IF 5.8 3区 生物学 Q1 Mathematics Pub Date : 2023-09-02 DOI: 10.1093/bioinformatics/btad560
Yan Zhu, Lingling Zhao, Naifeng Wen, Junjie Wang, Chunyu Wang

Motivation: Accurate prediction of drug-target binding affinity (DTA) is crucial for drug discovery. The increase in the publication of large-scale DTA datasets enables the development of various computational methods for DTA prediction. Numerous deep learning-based methods have been proposed to predict affinities, some of which only utilize original sequence information or complex structures, but the effective combination of various information and protein-binding pockets have not been fully mined. Therefore, a new method that integrates available key information is urgently needed to predict DTA and accelerate the drug discovery process.

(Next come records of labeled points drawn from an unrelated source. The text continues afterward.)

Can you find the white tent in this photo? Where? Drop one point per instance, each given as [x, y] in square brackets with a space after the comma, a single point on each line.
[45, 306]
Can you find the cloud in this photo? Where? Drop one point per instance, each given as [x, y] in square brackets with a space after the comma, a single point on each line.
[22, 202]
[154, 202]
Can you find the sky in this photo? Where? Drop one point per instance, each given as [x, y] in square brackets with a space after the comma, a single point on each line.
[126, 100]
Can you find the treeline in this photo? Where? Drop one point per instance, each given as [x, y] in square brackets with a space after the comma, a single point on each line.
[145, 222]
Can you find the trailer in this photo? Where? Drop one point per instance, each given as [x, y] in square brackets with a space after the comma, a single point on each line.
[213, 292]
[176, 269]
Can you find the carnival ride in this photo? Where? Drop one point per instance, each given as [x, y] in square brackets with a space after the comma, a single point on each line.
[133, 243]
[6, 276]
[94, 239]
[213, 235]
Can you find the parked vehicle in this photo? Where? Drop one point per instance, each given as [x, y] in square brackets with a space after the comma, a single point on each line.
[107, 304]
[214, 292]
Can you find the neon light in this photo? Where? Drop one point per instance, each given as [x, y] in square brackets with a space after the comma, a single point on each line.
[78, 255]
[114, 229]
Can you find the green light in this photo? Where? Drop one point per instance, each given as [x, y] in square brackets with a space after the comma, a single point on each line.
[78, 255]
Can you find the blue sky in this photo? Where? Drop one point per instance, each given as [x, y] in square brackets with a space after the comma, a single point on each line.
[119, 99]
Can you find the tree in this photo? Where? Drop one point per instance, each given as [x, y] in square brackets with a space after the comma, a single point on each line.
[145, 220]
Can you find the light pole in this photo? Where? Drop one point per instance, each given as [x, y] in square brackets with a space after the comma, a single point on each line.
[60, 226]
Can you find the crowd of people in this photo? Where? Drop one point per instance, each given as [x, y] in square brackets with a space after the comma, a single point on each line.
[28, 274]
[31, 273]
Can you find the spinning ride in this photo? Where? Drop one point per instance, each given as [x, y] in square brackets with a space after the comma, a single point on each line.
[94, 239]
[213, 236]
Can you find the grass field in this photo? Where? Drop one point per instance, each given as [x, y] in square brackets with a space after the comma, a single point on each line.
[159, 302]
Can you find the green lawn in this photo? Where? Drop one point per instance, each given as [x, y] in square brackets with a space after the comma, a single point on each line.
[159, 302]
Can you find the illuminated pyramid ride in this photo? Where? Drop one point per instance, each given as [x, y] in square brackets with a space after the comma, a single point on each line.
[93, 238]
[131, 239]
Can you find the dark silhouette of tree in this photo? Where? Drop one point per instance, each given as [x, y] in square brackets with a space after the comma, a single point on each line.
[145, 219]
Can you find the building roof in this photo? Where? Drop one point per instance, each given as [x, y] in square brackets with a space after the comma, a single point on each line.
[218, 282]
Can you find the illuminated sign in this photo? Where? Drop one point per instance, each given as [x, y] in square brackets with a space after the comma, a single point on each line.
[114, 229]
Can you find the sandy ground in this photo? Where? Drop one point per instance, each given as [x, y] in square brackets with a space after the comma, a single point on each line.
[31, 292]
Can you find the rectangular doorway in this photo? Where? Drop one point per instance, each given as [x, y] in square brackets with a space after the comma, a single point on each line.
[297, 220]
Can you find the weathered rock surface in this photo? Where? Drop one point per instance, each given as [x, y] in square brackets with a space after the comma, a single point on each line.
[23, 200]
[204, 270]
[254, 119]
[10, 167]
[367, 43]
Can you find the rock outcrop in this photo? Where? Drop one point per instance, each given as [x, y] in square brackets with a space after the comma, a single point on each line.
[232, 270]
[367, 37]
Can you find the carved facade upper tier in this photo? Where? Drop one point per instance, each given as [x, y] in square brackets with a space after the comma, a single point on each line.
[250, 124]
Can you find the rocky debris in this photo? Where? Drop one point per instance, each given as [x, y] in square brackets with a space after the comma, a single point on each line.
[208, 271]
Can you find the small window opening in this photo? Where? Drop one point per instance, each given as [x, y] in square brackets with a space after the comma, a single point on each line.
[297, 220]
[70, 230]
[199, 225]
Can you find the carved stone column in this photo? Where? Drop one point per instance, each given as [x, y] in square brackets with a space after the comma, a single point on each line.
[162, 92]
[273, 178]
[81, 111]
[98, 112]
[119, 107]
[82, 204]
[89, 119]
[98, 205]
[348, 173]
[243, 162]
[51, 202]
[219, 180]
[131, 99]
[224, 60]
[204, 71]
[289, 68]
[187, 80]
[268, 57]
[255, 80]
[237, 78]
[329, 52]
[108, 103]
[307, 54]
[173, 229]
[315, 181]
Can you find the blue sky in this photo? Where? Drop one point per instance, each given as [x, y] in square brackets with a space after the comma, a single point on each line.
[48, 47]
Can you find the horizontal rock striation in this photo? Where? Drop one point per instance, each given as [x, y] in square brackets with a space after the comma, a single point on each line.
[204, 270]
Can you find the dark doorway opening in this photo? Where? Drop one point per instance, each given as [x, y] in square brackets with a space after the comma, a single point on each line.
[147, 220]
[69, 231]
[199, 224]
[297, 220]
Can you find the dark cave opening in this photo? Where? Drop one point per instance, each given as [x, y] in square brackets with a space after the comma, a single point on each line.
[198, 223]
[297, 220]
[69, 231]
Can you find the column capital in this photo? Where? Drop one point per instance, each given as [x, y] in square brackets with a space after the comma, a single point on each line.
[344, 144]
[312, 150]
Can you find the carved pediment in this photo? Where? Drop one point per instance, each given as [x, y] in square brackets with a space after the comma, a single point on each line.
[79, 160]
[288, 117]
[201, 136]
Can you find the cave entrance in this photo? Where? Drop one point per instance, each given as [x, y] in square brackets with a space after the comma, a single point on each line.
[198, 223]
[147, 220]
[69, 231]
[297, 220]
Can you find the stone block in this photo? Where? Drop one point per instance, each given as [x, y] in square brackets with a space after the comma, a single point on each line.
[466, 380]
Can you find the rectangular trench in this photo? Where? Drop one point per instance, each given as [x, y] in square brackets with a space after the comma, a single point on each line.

Results: In this study, we propose a novel deep learning-based predictor termed DataDTA to estimate the affinities of drug-target pairs. DataDTA utilizes descriptors of predicted pockets and sequences of proteins, as well as low-dimensional molecular features and SMILES strings of compounds as inputs. Specifically, the pockets were predicted from the three-dimensional structure of proteins and their descriptors were extracted as the partial input features for DTA prediction. The molecular representation of compounds based on algebraic graph features was collected to supplement the input information of targets. Furthermore, to ensure effective learning of multiscale interaction features, a dual-interaction aggregation neural network strategy was developed. DataDTA was compared with state-of-the-art methods on different datasets, and the results showed that DataDTA is a reliable prediction tool for affinities estimation. Specifically, the concordance index (CI) of DataDTA is 0.806 and the Pearson correlation coefficient (R) value is 0.814 on the test dataset, which is higher than other methods.

Availability and implementation: The codes and datasets of DataDTA are available at https://github.com/YanZhu06/DataDTA.

动机:准确预测药物靶点结合亲和力(DTA)对药物发现至关重要。大规模DTA数据集出版的增加使得DTA预测的各种计算方法得以发展。已经提出了许多基于深度学习的方法来预测亲和力,其中一些方法只利用原始序列信息或复杂结构,但各种信息和蛋白质结合口袋的有效组合尚未得到充分挖掘。因此,迫切需要一种整合现有关键信息的新方法来预测DTA并加快药物发现过程。结果:在这项研究中,我们提出了一种新的基于深度学习的预测因子DataDTA来估计药物-靶标对的亲和力。DataDTA利用预测的蛋白质口袋和序列的描述符,以及低维分子特征和化合物的SMILES串作为输入。具体而言,从蛋白质的三维结构预测口袋,并提取它们的描述符作为DTA预测的部分输入特征。收集了基于代数图特征的化合物分子表示,以补充靶标的输入信息。此外,为了确保多尺度交互特征的有效学习,开发了一种双交互聚合神经网络策略。在不同的数据集上,将DataDTA与最先进的方法进行了比较,结果表明,DataDTA是一种可靠的亲和力估计预测工具。具体而言,在测试数据集上,DataDTA的一致性指数(CI)为0.806,Pearson相关系数(R)值为0.814,高于其他方法。可用性和实施:DataDTA的代码和数据集可在https://github.com/YanZhu06/DataDTA.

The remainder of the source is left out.